Simuka is mentioned as the first king in a list of royals in a Satavahana inscription at Naneghat. The various Puranas have different names for the founder of the Andhra dynasty: Shishuka in Matsya Purana, Sipraka in Vishnu Purana, Sindhuka in Vayu Purana, Chhesmaka in Brahmanda Purana, and Shudraka or Suraka in Kumarika Khanda of Skanda Purana. These are believed to be corrupted spellings of Simuka, resulting from copying and re-copying of manuscripts.

The Matsya and Vayu Puranas mention that the first Andhra king overthrew the Kanva king Susharman (c. 40–30 BCE). Based on identification of Simuka with this king, some scholars believe that Simuka's reign started in 30 BCE. Scholars supporting this theory include D. C. Sircar, H. C. Raychaudhuri and others.

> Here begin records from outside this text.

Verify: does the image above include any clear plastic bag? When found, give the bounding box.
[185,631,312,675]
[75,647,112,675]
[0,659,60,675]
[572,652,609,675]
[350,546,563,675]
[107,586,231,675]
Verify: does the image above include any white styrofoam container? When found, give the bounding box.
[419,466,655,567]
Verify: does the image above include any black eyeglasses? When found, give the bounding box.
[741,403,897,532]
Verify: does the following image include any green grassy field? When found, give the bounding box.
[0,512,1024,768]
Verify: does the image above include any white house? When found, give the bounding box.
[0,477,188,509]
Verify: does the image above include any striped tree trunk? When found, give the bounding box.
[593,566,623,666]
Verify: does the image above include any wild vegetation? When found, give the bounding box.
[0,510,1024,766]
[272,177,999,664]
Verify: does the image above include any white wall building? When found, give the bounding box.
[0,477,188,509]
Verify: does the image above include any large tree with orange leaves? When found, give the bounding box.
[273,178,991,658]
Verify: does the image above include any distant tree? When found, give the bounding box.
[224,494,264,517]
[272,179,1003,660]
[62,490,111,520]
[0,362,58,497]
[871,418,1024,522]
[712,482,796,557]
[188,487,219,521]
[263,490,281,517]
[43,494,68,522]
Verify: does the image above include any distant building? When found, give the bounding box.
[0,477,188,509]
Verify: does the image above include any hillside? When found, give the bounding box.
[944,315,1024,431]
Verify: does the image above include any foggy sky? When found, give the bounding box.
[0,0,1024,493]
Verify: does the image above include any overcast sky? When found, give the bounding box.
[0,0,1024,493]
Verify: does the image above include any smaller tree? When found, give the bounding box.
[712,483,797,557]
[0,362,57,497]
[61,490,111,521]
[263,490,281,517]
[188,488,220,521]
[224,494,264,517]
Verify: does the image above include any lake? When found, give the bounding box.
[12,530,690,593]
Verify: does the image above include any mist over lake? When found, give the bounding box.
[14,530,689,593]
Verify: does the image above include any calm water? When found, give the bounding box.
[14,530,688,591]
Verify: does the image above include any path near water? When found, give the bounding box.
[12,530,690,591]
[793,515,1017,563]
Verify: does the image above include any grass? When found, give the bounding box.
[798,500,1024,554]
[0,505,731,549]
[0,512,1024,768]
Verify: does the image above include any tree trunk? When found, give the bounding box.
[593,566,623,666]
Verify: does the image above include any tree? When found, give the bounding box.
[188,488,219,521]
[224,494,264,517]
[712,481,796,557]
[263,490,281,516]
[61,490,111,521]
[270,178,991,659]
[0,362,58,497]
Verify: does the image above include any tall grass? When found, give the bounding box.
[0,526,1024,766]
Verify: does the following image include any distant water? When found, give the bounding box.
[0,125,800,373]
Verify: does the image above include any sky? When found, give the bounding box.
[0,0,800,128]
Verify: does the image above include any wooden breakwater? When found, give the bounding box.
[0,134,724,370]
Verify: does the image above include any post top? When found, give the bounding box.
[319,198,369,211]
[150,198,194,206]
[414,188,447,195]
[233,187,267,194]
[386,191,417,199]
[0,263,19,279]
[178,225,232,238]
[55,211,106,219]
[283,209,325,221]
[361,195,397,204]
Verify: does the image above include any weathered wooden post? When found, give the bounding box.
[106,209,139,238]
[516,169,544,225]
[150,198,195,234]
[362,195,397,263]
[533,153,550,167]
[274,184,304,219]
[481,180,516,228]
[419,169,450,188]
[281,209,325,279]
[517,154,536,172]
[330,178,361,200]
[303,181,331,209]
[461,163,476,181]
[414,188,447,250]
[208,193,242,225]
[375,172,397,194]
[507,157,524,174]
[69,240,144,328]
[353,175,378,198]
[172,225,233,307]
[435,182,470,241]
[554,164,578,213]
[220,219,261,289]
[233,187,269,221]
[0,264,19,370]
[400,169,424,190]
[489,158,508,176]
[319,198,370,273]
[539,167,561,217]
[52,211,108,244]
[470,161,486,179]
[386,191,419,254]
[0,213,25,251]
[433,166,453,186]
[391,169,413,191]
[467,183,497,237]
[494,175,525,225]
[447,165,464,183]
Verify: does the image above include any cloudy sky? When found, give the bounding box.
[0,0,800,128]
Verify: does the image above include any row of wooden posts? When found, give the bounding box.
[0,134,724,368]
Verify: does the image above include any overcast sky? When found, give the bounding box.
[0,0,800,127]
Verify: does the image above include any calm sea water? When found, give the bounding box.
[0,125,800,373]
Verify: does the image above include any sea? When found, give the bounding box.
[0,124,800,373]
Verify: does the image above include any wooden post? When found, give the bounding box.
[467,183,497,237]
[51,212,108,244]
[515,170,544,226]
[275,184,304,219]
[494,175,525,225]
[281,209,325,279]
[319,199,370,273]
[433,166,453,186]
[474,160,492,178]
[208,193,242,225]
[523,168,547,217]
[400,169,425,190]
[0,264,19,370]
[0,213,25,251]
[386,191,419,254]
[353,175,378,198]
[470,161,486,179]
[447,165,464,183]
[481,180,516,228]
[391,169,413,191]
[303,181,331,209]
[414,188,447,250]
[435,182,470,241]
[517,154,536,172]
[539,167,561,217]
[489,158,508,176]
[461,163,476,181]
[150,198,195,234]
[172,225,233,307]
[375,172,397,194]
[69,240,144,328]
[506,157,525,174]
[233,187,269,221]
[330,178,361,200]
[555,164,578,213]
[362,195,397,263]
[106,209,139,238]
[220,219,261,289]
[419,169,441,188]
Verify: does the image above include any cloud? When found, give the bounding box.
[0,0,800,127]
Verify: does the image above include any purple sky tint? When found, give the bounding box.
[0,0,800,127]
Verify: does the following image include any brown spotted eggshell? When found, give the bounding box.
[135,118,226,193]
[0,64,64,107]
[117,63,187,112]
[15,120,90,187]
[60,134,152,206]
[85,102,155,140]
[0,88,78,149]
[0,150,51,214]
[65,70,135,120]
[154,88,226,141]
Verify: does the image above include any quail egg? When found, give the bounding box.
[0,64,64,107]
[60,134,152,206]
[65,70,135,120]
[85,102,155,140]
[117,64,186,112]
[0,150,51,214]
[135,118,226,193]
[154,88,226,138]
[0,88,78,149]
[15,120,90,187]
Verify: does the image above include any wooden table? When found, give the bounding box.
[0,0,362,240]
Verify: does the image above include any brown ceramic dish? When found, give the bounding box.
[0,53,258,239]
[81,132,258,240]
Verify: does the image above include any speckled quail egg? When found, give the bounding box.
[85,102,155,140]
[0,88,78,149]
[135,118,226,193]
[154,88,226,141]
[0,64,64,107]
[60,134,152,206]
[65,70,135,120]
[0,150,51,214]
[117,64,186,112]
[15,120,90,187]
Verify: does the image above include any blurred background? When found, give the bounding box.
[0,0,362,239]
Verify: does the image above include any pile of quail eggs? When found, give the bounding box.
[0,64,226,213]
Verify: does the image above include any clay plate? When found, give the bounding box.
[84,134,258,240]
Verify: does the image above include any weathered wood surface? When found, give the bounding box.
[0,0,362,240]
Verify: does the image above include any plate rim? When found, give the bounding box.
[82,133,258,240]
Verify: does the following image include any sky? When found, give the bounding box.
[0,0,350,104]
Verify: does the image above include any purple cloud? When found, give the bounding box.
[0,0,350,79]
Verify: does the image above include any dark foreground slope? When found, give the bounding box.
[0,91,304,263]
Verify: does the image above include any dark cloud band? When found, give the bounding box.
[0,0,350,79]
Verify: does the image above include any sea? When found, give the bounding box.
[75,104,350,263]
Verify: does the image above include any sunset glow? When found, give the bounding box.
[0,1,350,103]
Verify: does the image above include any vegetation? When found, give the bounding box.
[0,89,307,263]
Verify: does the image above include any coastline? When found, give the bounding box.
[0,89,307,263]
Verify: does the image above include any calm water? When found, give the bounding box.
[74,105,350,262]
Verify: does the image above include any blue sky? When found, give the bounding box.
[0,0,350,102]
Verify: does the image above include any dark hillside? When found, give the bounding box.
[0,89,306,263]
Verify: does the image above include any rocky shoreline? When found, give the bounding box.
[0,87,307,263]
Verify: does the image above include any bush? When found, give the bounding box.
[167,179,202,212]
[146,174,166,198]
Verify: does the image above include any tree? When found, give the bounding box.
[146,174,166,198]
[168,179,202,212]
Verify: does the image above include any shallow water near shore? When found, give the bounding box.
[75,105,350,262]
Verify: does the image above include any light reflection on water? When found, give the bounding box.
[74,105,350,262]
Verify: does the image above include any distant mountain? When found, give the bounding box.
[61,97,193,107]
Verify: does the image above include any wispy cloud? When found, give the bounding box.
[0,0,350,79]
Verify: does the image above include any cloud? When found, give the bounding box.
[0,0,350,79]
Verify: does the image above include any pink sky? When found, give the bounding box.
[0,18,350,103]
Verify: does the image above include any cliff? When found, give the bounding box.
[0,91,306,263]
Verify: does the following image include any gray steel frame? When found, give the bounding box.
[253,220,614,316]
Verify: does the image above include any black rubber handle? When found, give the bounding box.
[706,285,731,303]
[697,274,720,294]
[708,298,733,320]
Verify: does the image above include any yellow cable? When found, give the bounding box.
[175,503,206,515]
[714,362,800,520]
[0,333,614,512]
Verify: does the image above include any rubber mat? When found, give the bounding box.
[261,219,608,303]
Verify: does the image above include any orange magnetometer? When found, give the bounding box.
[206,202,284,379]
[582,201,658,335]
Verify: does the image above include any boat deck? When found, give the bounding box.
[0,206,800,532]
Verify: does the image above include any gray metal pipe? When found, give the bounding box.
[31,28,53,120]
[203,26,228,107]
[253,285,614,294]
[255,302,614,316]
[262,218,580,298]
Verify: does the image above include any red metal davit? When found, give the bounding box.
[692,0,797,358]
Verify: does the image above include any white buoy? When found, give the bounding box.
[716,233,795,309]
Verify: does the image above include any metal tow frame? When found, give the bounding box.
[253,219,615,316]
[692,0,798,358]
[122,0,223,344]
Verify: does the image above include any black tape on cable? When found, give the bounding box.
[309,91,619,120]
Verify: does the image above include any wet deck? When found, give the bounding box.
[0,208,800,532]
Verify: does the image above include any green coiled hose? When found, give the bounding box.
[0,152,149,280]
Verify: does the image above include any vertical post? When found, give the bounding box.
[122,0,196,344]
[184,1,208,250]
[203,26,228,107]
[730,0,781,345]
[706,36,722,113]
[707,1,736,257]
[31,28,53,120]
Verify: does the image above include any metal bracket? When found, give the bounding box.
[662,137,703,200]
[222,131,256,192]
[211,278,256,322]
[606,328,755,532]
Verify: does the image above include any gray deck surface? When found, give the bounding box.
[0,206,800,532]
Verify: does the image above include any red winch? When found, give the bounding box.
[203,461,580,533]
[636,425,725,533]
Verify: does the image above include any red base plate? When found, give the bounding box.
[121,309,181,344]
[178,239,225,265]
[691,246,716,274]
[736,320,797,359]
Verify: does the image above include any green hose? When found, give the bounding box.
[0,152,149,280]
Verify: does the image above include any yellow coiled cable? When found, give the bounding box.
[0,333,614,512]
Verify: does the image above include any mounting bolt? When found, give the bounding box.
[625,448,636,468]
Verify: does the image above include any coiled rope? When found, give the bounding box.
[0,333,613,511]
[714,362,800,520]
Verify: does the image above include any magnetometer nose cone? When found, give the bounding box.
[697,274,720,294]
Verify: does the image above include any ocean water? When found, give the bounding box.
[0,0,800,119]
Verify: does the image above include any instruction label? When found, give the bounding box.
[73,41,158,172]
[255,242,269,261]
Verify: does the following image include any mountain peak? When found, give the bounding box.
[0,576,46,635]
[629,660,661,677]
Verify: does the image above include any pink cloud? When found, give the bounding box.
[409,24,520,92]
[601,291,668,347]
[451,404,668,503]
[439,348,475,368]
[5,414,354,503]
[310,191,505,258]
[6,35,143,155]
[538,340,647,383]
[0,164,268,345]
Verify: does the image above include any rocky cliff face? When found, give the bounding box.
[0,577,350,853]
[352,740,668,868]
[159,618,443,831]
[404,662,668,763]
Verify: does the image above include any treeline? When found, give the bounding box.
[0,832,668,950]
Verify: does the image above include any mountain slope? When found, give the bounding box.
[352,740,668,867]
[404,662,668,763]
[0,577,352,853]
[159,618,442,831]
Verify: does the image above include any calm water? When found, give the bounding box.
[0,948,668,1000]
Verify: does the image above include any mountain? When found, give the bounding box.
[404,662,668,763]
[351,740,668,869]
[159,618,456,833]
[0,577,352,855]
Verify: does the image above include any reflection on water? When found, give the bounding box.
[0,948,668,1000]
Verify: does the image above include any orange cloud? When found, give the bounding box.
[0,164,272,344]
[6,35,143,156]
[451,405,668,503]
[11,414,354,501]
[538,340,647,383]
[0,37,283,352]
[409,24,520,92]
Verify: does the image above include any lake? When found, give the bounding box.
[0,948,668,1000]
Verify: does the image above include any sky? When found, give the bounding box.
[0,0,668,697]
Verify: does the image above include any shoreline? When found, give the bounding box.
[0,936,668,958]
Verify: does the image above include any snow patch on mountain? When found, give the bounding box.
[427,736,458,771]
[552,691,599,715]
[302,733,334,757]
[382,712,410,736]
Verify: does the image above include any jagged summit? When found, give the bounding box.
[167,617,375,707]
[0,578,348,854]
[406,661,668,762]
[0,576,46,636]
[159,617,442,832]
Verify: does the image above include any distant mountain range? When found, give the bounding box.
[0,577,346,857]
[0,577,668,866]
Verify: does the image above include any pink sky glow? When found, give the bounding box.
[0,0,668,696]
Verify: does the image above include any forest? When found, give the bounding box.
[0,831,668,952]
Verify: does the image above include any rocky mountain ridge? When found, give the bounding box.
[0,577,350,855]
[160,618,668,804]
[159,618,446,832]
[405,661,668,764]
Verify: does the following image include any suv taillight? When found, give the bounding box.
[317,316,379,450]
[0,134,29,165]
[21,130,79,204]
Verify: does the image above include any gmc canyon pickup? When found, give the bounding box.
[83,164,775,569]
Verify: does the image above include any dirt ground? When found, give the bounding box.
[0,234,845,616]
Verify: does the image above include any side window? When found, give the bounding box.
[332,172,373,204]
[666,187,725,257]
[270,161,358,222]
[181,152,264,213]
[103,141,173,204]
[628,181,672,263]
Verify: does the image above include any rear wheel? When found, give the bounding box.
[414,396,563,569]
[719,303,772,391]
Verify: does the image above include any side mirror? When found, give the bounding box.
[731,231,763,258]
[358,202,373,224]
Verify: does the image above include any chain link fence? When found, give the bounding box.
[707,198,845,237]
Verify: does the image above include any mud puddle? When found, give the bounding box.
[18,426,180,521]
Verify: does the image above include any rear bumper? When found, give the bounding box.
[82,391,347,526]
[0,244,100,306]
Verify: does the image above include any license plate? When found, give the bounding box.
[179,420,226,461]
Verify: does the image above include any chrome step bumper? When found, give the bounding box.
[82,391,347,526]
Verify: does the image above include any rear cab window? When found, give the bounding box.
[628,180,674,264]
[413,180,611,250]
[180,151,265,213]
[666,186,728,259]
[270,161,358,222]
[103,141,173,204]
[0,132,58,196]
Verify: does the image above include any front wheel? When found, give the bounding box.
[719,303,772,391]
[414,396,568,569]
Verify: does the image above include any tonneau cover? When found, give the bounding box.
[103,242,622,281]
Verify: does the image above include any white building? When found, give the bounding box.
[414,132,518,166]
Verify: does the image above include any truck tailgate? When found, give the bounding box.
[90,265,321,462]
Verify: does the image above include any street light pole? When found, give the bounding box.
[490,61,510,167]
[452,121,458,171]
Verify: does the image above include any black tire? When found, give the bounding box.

The Matsya Purana mentions that the Andhra dynasty ruled for 450 years. It is known that the Satavahana rule continued till the beginning of the early 3rd century CE. Therefore, the beginning of the Satavahana rule can be dated to 3rd-2nd century BCE. In addition, Indica by Megasthenes (350 – 290 BCE) mentions a powerful tribe named "Andarae", whose king maintained an army of 100,000 infantry, 2,000 cavalry and 1,000 elephants. If Andarae is identified with the Andhras, this can be considered additional evidence of Satavahana rule starting in 3rd century BCE. According to this theory, Simuka was an immediate successor of the Mauryan emperor Ashoka (304–232 BCE). According to these scholars, the Kanva ruler Susharman was overthrown by a successor of Simuka. The Brahmanda Purana states: "the four Kanvas will rule the earth for 45 years; then (it) will again go to the Andhras". This indicates Satavahanas had been in power before the Kanvas subjugated them; the Kanva rule was ultimately overthrown by a Satavahana king. Scholars supporting this theory include A. S. Altekar, K. P. Jayaswal, V. A. Smith and others.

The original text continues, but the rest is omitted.